Lo que seduce de la película, escrita por el propio Woody Allen junto con Marshall Brickman, es su frescura y esa manera tan personal del director de burlarse de todas las cosas que tenemos por importantes y serias. Porque en Manhattan se desmontan el éxito profesional, el matrimonio, la intelectualidad, la cultura, el psicoanálisis y, en general, todo lo que se identifica con progreso y modernidad. El propio Isaac confiesa que lo verdaderamente importante no le llega a la persona a través del intelecto, sino por otro orificio.

Los personajes supuestamente en la cima de sus vidas, Isaac, su amigo Yale, la inteligente y hermosa Mary Wilke (Diane Keaton), son precisamente los más patéticos, perdidos en unos trabajos que no les llenan, planeando siempre hacer algo brillante que no termina de llegar y con un vacío afectivo inmenso que pretenden llenar buscando donde no deben. En medio de este desierto aparece Tracy (Mariel Hemigway), una estudiante de bachillerato que es la única realmente equilibrada, centrada y que sabe lo que quiere. Su personaje se va ganando nuestro afecto y al final, es ella la tabla de salvación de nuestro simpático naufrago Isaac.

Es cierto que no podemos decir que las interpretaciones sean magistrales, en especial la de Mariel. Pero tampoco son la clave de la película. Manhattan se sostiene en su retrato de una sociedad, la neoyorkina en concreto, pero extrapolable a muchas otras latitudes, en la brillantez de los diálogos y hasta en la fotografía en blanco y negro, porque es así como a Allen le gusta ver Nueva York.

El tema de la dirección es ya harina de otro costal. Para mi gusto la veo demasiado manierista, poco natural, forzada. Para otros, sin embargo, es brillante ese enfoque parcial, el uso de grandes planos fijos o el recurso al fuera de campo. Lo que se nota, desde el comienzo mismo, con la descripción de Nueva York bajo los acordes de "Rapsody in blue" de Gershwin, es el intento de Woody Allen de hacer poesía con un film muy personal.
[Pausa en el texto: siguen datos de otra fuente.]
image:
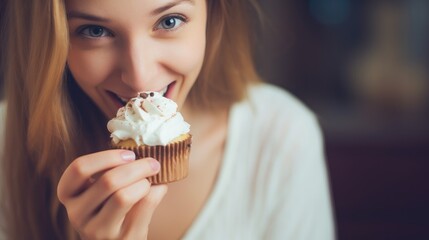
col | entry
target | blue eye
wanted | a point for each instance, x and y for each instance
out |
(170, 23)
(94, 31)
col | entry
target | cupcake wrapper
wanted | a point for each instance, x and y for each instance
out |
(172, 157)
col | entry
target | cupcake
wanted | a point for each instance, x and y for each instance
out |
(150, 126)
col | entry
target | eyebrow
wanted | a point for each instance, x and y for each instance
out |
(77, 14)
(170, 5)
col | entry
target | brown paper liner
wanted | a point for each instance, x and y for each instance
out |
(174, 159)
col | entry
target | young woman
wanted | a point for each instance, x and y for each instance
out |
(256, 166)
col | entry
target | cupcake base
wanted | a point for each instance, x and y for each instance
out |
(173, 158)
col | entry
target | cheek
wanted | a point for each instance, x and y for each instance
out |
(90, 68)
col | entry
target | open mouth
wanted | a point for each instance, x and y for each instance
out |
(122, 100)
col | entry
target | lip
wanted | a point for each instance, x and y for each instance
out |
(120, 101)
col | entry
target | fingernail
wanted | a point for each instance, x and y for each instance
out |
(155, 165)
(128, 156)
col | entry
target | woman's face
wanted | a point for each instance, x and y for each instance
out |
(121, 48)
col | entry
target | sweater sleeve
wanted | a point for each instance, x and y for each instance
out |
(302, 209)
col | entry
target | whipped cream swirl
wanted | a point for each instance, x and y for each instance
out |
(149, 119)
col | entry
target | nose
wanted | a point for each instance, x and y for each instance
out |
(140, 65)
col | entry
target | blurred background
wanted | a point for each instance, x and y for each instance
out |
(362, 66)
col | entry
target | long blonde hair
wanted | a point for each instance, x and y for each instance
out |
(47, 113)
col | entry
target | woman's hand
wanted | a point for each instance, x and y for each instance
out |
(107, 195)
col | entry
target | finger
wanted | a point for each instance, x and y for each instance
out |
(76, 175)
(108, 184)
(108, 221)
(136, 223)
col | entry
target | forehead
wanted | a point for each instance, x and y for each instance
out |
(141, 6)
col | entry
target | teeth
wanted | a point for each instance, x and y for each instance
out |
(163, 91)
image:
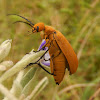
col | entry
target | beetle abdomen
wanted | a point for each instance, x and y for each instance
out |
(58, 66)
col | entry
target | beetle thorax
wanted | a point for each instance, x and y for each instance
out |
(49, 30)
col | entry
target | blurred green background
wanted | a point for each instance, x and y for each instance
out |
(79, 22)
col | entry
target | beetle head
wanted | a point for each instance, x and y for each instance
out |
(38, 27)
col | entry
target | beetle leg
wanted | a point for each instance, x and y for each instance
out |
(39, 58)
(42, 47)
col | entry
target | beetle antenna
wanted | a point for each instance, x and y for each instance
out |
(23, 22)
(23, 18)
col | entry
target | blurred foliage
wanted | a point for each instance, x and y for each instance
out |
(68, 16)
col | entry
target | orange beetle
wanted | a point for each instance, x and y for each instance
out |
(62, 55)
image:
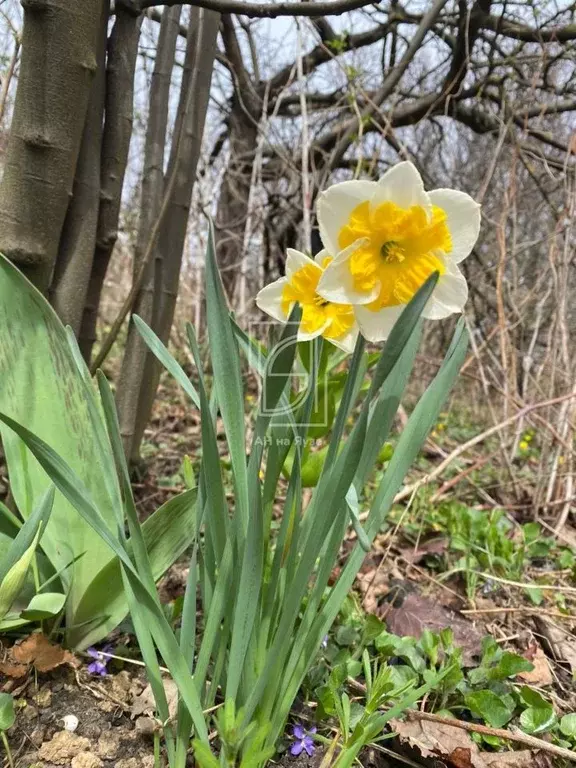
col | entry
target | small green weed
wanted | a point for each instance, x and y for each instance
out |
(480, 541)
(365, 676)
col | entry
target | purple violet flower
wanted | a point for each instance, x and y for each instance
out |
(302, 740)
(98, 666)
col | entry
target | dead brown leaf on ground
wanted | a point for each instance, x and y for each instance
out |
(456, 748)
(417, 613)
(541, 674)
(38, 652)
(424, 550)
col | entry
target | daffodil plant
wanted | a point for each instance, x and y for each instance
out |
(262, 565)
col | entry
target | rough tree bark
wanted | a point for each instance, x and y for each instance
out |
(59, 44)
(232, 210)
(184, 154)
(147, 299)
(121, 66)
(78, 237)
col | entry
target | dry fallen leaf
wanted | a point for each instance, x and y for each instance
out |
(417, 613)
(456, 748)
(37, 651)
(541, 674)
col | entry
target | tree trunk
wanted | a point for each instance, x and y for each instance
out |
(234, 197)
(76, 251)
(136, 351)
(184, 154)
(122, 56)
(59, 44)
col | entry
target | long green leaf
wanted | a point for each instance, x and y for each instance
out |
(157, 348)
(227, 380)
(167, 533)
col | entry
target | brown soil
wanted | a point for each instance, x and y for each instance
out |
(106, 735)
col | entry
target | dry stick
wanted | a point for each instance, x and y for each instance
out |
(8, 78)
(407, 490)
(523, 609)
(267, 10)
(150, 248)
(306, 198)
(511, 583)
(514, 734)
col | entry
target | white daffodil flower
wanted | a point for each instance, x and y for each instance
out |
(388, 237)
(320, 316)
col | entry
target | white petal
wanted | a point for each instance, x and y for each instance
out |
(302, 336)
(337, 284)
(347, 341)
(335, 206)
(376, 326)
(402, 185)
(296, 260)
(463, 220)
(269, 299)
(450, 294)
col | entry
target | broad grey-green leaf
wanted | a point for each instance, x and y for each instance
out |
(43, 390)
(167, 533)
(44, 606)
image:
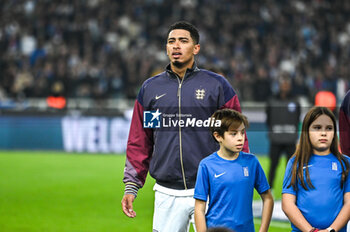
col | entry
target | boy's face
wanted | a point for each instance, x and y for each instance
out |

Pero la poesía de Allen no va ser académica, salvo el pequeño lujo que se concede con la imagen de Isaac y Mary sentados en un banco bajo el puente de la calle Cincuenta y Dos, que sirve como imagen del cartel del film. La poesía que presenciamos aquí es menos refinada, más de andar por casa, pero igualmente válida y conmovedora. Como conmovedor es el monólogo de Isaac mencionando varias razones por las que vale la pena vivir y, especialmente, su súplica a la dulce Tracy para que no se vaya a Londres y, en su defecto, que no se deje cambiar. Al final, un hermoso canto a la inocencia y la pureza de la juventud contado, eso sí, con otro tipo de versos.